The cause of Boeing’s delay is two-fold, said Scott Carson, president of Boeing Commercial Airplanes. The company is dealing with systems integration issues as well as problems finishing up incomplete assemblies shipped by suppliers.
For the 787, Boeing is relying on a chain of global partners to provide major sections fully “stuffed” with wiring and ready to be snapped together in Everett. The company previously had announced that many of the assemblies for the first 787 arrived without wiring and systems installed. On Wednesday, however, Boeing’s Bair elaborated on the issues created by having those unfinished pieces “travel” to Everett.
Due to a worldwide shortage of fasteners, suppliers were forced to install temporary ones before shipping the assemblies to Boeing. Workers in Everett got stuck trying to sort out the permanent from the temporary fasteners. The documentation from suppliers hasn’t always matched the problem, Bair said.
On the first airplane, Boeing still needs to install about 700 permanent fasteners. Bair disputed reports that the composite structure of the 787 has been damaged in replacing the temporary fasteners with permanent ones.
Bair also downplayed accounts that Boeing’s rush to roll out its first 787 on July 8 contributed to the delay, saying the extent of the fastner shortage wasn’t anticipated.
To correct the problem with subassemblies, Boeing is pressing its suppliers to ship completed sections for future 787s. The aerospace company gave its partners the green light to ship components for the fatigue test plane because that plane requires no installed systems for testing. In doing so, Bair said, Boeing has freed up time for suppliers to finish fully their assemblies for the second airplane.
“What we’re dealing with on airplane one is not an indication of what (the suppliers) are capable of,” Bair said. “I’ve got great confidence of how the follow-on airplanes are going to be.”
Boeing also is working with supplier Honeywell on software coding an issue that’s hindering systems integration on the Dreamliner.
The Chicago-based planemaker now anticipates flying the first 787 sometime between the middle of November to the middle of December. Originally, Boeing had hoped to have the Dreamliner in the air by late August. Last month, Boeing’s chief executive Jim McNerney had said the flight might not happen until October.
The first flight is crucial in that it triggers Boeing’s flight test program in which it proves to the Federal Aviation Administration the Dreamliner is safe to fly commercially. Boeing needs FAA certification before it delivers the first 787 next May. The company already had a shortened flight program compared to previous plane programs. It had 11 months for the 777, which included certifying three engine manufacturers.
With the delay, Boeing will have five to six months to flight test the 787.
“What we’re really doing is eating into the buffer,” Bair said.

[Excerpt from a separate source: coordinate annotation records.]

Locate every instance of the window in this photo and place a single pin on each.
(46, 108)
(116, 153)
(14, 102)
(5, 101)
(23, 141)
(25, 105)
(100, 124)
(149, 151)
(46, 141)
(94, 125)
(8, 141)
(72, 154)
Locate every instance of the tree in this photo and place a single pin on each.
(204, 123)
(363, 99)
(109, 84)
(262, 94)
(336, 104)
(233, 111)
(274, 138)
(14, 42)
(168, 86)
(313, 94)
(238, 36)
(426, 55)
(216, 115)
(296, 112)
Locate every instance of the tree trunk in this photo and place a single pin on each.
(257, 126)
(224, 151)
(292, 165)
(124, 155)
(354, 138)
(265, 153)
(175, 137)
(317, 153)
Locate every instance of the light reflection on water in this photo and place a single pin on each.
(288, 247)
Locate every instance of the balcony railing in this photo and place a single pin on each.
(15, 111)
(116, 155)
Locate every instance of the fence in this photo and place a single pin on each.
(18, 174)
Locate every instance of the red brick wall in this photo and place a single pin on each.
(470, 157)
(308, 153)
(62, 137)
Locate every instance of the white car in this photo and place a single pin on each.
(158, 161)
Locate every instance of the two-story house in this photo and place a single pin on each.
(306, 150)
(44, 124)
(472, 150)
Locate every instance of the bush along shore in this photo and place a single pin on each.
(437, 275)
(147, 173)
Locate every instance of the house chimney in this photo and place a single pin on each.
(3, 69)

Boeing intends to add in one 787 to flight test every few weeks until it has its first four test planes equipped with Rolls-Royce engines in the air an event Bair expects to see by the first part of 2008. Two more test airplanes with GE engines also will be added into the mix. Then the company will run flight tests essentially around the clock to log in the necessary hours and complete required testing.
Condensing the already narrow flight test window doesn’t leave Boeing much room, if any, to deal with problems that could pop up. That’s what has analyst Scott Hamilton, with Leeham Co., worried.
“I’m skeptical because there are just so many things that could go wrong,” Hamilton said.
How Boeing handles the “unknowns” will be key to whether the Dreamliner is delivered on time. However, even Boeing’s Carson suggested a slide in the delivery schedule of one to three months wouldn’t create significant troubles.
“It would have minimal financial impact for us in 2008,” he said.
Also on Wednesday, Boeing announced it had finalized an order from Russia’s Aeroflot for 22 Dreamliners. The $3.6 billion deal pushed the 787 over the 700 order mark. The previously publicized order was contingent on Aeroflot shareholder approval, which was granted Tuesday.
Boeing has received 258 orders for its Dreamliner this year. Since its launch, the 787 has picked up 706 orders from 48 airlines.